The ATO has issued a reminder to SMSF advisers and trustees about how the non-arm’s-length income (NALI) provisions apply to limited recourse borrowing arrangements (LRBA) in light of the looming compliance deadline for these gearing strategies.
During 2016, the tax office published Practical Compliance Guideline PCG 2016/5, which stipulated the safe harbour conditions that if complied with would guarantee any income derived by an SMSF from an LRBA would automatically be treated as the result of a commercial arm’s-length transaction.
Subsequent to PCG 2016/5, the ATO also issued Taxation Determination TD 2016/16, specifying the circumstances whereby an SMSF’s income from an asset held under an LRBA would be considered non-arm’s length in nature and taxed accordingly.
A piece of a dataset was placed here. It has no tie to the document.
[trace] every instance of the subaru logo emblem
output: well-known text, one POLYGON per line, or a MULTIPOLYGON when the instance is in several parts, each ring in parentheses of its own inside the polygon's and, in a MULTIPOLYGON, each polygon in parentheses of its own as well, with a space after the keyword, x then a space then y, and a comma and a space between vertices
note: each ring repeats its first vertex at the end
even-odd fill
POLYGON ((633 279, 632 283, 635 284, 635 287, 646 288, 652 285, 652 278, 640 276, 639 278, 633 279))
The latest correspondence from the regulator reinforces how these two publications are intended to operate in conjunction with one another.
Firstly, the ATO specifies SMSF trustees and their advisers need to determine if the LRBA in place adheres to the conditions specified in PCG 2016/5. It goes on to say if it does not, the trustees then need to demonstrate the LRBA has still been established on an arm’s-length basis.
“If the answer is yes, then trustees do not have to consider TD 2016/16 and are assured that we will not seek to apply the NALI provisions on the basis of the borrowing terms under the arrangement,” it said.
“TD 2016/16 only needs to be considered if an SMSF has an LRBA on terms that are non-arm’slength.
“This is because in these circumstances, trustees need to consider the second limb of the NALI provisions and whether or not the income the fund obtains under the arrangement is greater than it would otherwise have been.”
The ATO specifically pointed out TD 2016/16 was not an alternative to the safe harbour conditions defined in PCG 2016/5.
It also reminded SMSF trustees and advisers all LRBAs had to comply with the arm’s-length terms by 31 January or be terminated if that was not possible.